A government-led stimulus has also remained elusive. The Uhuru Kenyatta-led administration continues to grapple with a huge public debt and increased calls for fiscal tightening.
Under such tough economic conditions, any move to increase the cost of living will be met with instant public resistance.
What Next for Kenya Power?
Kenya Power did not mention the cost of living in justifying its decision to withdraw the proposed 20% increase in tariffs. But it is clear that the company has read the mood in the country.
The state-owned utility company has had to endure tough times in the last few months. In 2020, the company reported its first yearly loss in 17 years. This trend is expected to continue as demand for power in Kenya drops.

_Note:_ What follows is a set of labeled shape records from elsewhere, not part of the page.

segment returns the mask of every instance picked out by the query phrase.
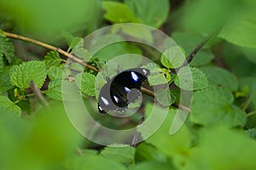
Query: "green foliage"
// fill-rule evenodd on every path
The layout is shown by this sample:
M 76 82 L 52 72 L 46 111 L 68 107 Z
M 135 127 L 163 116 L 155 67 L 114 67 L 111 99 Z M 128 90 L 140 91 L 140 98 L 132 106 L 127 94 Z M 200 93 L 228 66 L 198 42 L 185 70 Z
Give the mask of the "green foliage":
M 189 80 L 191 76 L 192 81 Z M 199 69 L 190 67 L 181 68 L 174 80 L 174 83 L 184 90 L 199 90 L 208 87 L 208 79 L 206 75 L 201 72 Z
M 125 0 L 125 3 L 142 24 L 156 28 L 166 20 L 170 8 L 167 0 L 160 0 L 157 3 L 155 0 Z
M 107 11 L 104 18 L 114 24 L 138 22 L 128 6 L 122 3 L 105 1 L 102 2 L 102 8 Z
M 75 82 L 83 93 L 95 96 L 95 76 L 87 72 L 79 73 L 76 76 Z
M 60 55 L 57 52 L 50 51 L 46 54 L 44 61 L 46 68 L 49 68 L 54 65 L 58 66 L 62 62 L 62 60 L 60 58 Z
M 41 61 L 28 61 L 14 65 L 9 72 L 12 84 L 22 89 L 29 88 L 32 81 L 40 88 L 46 78 L 45 65 Z
M 9 68 L 4 68 L 2 72 L 0 71 L 0 92 L 4 92 L 13 88 L 10 82 Z
M 178 68 L 184 61 L 184 52 L 177 46 L 171 47 L 161 55 L 161 63 L 169 69 Z
M 0 96 L 0 108 L 5 108 L 9 112 L 13 112 L 15 115 L 20 116 L 21 110 L 15 105 L 9 98 L 5 96 Z
M 255 141 L 224 127 L 205 129 L 201 144 L 191 151 L 185 169 L 254 169 Z M 204 161 L 202 162 L 203 159 Z
M 129 165 L 134 163 L 135 150 L 131 146 L 113 145 L 105 147 L 101 155 L 116 162 Z
M 244 126 L 246 113 L 233 102 L 231 91 L 224 88 L 211 87 L 196 92 L 191 106 L 190 120 L 206 126 L 218 123 L 224 123 L 229 127 Z
M 201 71 L 207 76 L 211 84 L 222 86 L 232 91 L 237 90 L 237 78 L 227 70 L 208 66 L 202 68 Z
M 136 149 L 135 161 L 137 162 L 154 161 L 164 163 L 167 162 L 167 156 L 155 146 L 144 142 Z
M 9 38 L 5 37 L 2 31 L 0 31 L 0 71 L 3 66 L 3 57 L 7 60 L 9 64 L 11 64 L 15 57 L 15 48 Z
M 96 69 L 84 68 L 57 51 L 38 50 L 27 42 L 10 42 L 4 36 L 8 34 L 0 31 L 1 169 L 255 169 L 255 3 L 60 2 L 0 2 L 0 29 L 63 48 Z M 141 25 L 115 25 L 98 37 L 86 42 L 83 38 L 105 26 L 130 22 L 159 28 L 172 35 L 177 44 L 166 47 L 168 43 L 155 37 L 155 31 Z M 216 36 L 190 56 L 192 61 L 183 65 L 186 55 L 212 34 Z M 127 37 L 148 44 L 163 42 L 165 47 L 160 48 L 166 51 L 160 54 L 145 44 L 124 41 Z M 139 55 L 153 62 L 144 64 Z M 140 106 L 137 113 L 127 116 L 126 112 L 116 113 L 125 117 L 98 114 L 101 87 L 118 72 L 137 66 L 150 71 L 143 84 L 143 93 L 148 92 L 142 95 L 143 101 L 139 98 L 128 105 L 133 110 Z M 36 90 L 30 88 L 31 81 Z M 154 89 L 154 95 L 146 88 Z M 191 105 L 186 93 L 193 94 Z M 66 115 L 63 103 L 77 104 L 78 95 L 90 116 L 84 117 L 84 110 L 76 107 Z M 178 105 L 184 110 L 177 110 Z M 164 122 L 158 124 L 167 111 Z M 78 114 L 81 133 L 70 122 Z M 137 126 L 143 116 L 146 122 L 152 114 L 157 117 L 148 126 Z M 187 115 L 181 128 L 170 135 L 171 127 L 183 122 Z M 104 146 L 82 137 L 84 132 L 90 132 L 99 141 L 111 140 L 100 126 L 111 130 L 136 127 L 140 138 L 160 127 L 137 147 Z M 131 144 L 133 134 L 116 138 Z

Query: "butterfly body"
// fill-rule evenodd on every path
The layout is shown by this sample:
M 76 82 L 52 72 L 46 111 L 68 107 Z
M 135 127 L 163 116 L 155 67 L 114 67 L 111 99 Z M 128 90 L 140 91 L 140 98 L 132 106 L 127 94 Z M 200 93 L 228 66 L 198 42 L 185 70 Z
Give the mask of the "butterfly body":
M 125 111 L 128 105 L 141 95 L 141 86 L 148 75 L 148 69 L 134 68 L 125 70 L 108 80 L 99 94 L 100 113 Z

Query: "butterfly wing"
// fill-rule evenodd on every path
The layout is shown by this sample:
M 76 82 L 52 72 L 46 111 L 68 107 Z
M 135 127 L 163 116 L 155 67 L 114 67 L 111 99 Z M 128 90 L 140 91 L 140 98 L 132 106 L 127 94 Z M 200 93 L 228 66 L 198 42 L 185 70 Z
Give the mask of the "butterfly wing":
M 141 95 L 141 86 L 149 71 L 135 68 L 124 71 L 108 82 L 101 89 L 98 109 L 101 113 L 122 112 Z

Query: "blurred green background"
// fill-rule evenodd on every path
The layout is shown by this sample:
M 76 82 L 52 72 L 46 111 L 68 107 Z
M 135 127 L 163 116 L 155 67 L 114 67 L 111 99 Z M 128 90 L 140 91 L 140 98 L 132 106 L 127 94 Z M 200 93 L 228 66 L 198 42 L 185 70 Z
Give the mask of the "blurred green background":
M 202 92 L 197 95 L 197 101 L 201 101 L 199 108 L 195 107 L 197 112 L 176 135 L 168 133 L 174 112 L 170 110 L 171 116 L 165 124 L 137 149 L 104 148 L 88 141 L 69 122 L 61 102 L 53 101 L 49 110 L 33 103 L 35 105 L 31 107 L 36 109 L 32 109 L 32 113 L 28 115 L 22 110 L 20 117 L 9 108 L 0 107 L 0 169 L 254 170 L 255 16 L 256 1 L 253 0 L 0 1 L 1 30 L 64 49 L 68 47 L 63 31 L 84 37 L 93 31 L 118 23 L 135 22 L 158 28 L 183 47 L 187 55 L 206 36 L 218 32 L 218 37 L 197 54 L 191 65 L 201 69 L 211 85 L 228 88 L 228 94 L 236 97 L 232 104 L 217 105 L 218 108 L 212 111 L 205 102 L 211 96 Z M 117 37 L 103 37 L 102 40 L 109 38 Z M 48 52 L 27 42 L 12 42 L 15 55 L 21 60 L 42 60 Z M 125 42 L 106 48 L 96 57 L 108 61 L 128 52 L 145 54 L 160 63 L 160 58 L 144 48 Z M 10 95 L 4 90 L 1 94 Z M 203 116 L 207 112 L 221 112 L 222 109 L 230 113 L 229 110 L 247 101 L 248 109 L 243 111 L 252 115 L 244 116 L 246 122 L 242 122 L 242 127 L 230 128 L 219 125 L 216 122 L 226 121 L 221 116 Z M 230 117 L 228 121 L 241 121 L 232 115 Z M 120 124 L 119 122 L 111 125 Z

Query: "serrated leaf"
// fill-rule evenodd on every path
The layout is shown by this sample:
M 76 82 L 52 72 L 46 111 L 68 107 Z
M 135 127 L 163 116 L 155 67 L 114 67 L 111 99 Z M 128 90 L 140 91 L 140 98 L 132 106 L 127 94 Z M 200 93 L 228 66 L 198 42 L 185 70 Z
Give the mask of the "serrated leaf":
M 119 2 L 103 1 L 102 8 L 107 12 L 104 18 L 114 24 L 139 22 L 129 7 Z
M 256 4 L 252 4 L 252 7 L 255 8 Z M 234 44 L 255 49 L 256 20 L 254 8 L 237 13 L 235 16 L 232 16 L 232 19 L 236 18 L 236 20 L 230 20 L 229 22 L 226 22 L 219 33 L 219 37 Z
M 221 122 L 229 127 L 243 126 L 246 113 L 233 102 L 231 91 L 224 88 L 211 87 L 198 91 L 193 97 L 190 121 L 205 126 Z
M 248 134 L 249 138 L 256 139 L 256 128 L 249 128 L 246 130 L 246 133 Z
M 201 66 L 210 63 L 214 59 L 214 55 L 211 51 L 201 50 L 196 54 L 189 65 Z
M 20 108 L 5 96 L 0 96 L 0 107 L 6 109 L 11 112 L 14 112 L 17 116 L 21 115 Z
M 13 43 L 0 31 L 0 55 L 3 54 L 11 64 L 15 60 L 15 48 Z
M 142 24 L 155 28 L 165 22 L 170 8 L 168 0 L 125 0 L 125 3 L 142 21 Z
M 184 52 L 178 46 L 171 47 L 163 53 L 160 60 L 166 68 L 178 68 L 185 61 Z
M 0 72 L 3 70 L 3 55 L 0 54 Z
M 167 80 L 163 73 L 152 74 L 148 77 L 148 83 L 151 86 L 167 83 Z
M 175 100 L 171 98 L 169 87 L 157 90 L 154 96 L 157 101 L 163 106 L 170 106 L 175 102 Z
M 54 65 L 58 66 L 62 60 L 56 51 L 50 51 L 46 54 L 43 61 L 45 63 L 46 68 L 49 68 Z
M 65 74 L 65 75 L 63 75 Z M 71 71 L 60 66 L 51 66 L 47 70 L 49 78 L 53 81 L 56 79 L 65 79 L 71 74 Z
M 207 76 L 210 83 L 236 91 L 238 88 L 237 78 L 228 71 L 216 66 L 203 67 L 201 71 Z
M 83 39 L 73 47 L 71 53 L 85 62 L 89 61 L 92 57 L 91 54 L 87 49 L 85 49 Z
M 95 96 L 95 76 L 87 72 L 81 72 L 75 76 L 75 82 L 83 93 Z
M 42 61 L 28 61 L 14 65 L 10 70 L 10 82 L 13 85 L 25 89 L 32 81 L 40 88 L 46 78 L 45 64 Z
M 190 150 L 191 141 L 189 132 L 185 125 L 182 126 L 175 134 L 170 135 L 169 133 L 177 110 L 173 109 L 170 110 L 167 117 L 160 128 L 147 139 L 146 141 L 156 146 L 156 148 L 167 156 L 172 156 L 173 162 L 178 165 L 186 160 L 186 156 Z M 184 114 L 187 113 L 184 111 Z
M 2 72 L 0 71 L 0 92 L 7 91 L 14 87 L 10 82 L 9 69 L 4 68 Z
M 65 83 L 63 85 L 63 83 Z M 62 96 L 65 95 L 65 100 L 76 101 L 77 88 L 73 82 L 67 82 L 61 79 L 50 81 L 45 94 L 56 100 L 63 100 Z
M 192 81 L 188 81 L 191 76 Z M 183 67 L 178 71 L 174 83 L 184 90 L 199 90 L 208 87 L 208 79 L 207 76 L 197 68 L 190 67 L 187 69 Z
M 64 36 L 68 44 L 67 53 L 69 53 L 71 49 L 74 48 L 74 47 L 78 45 L 78 43 L 80 41 L 82 41 L 81 37 L 73 37 L 73 35 L 69 34 L 67 31 L 62 31 L 62 36 Z
M 135 150 L 135 148 L 131 146 L 108 146 L 101 151 L 101 155 L 119 163 L 131 164 L 134 163 Z
M 144 25 L 114 25 L 113 32 L 119 34 L 122 31 L 124 34 L 132 37 L 136 40 L 141 40 L 148 43 L 153 43 L 152 27 Z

Kenya Power is also servicing a debt of up KES 120 billion, roughly $1.2 Billion. The company needs money but as long as current economic conditions hold, it will be difficult to make it through increasing power costs.
Besides, Kenya is heading to a general election next year. With the high cost of living already a huge campaign issue, it’s very unlikely the utility company will revisit the matter anytime soon.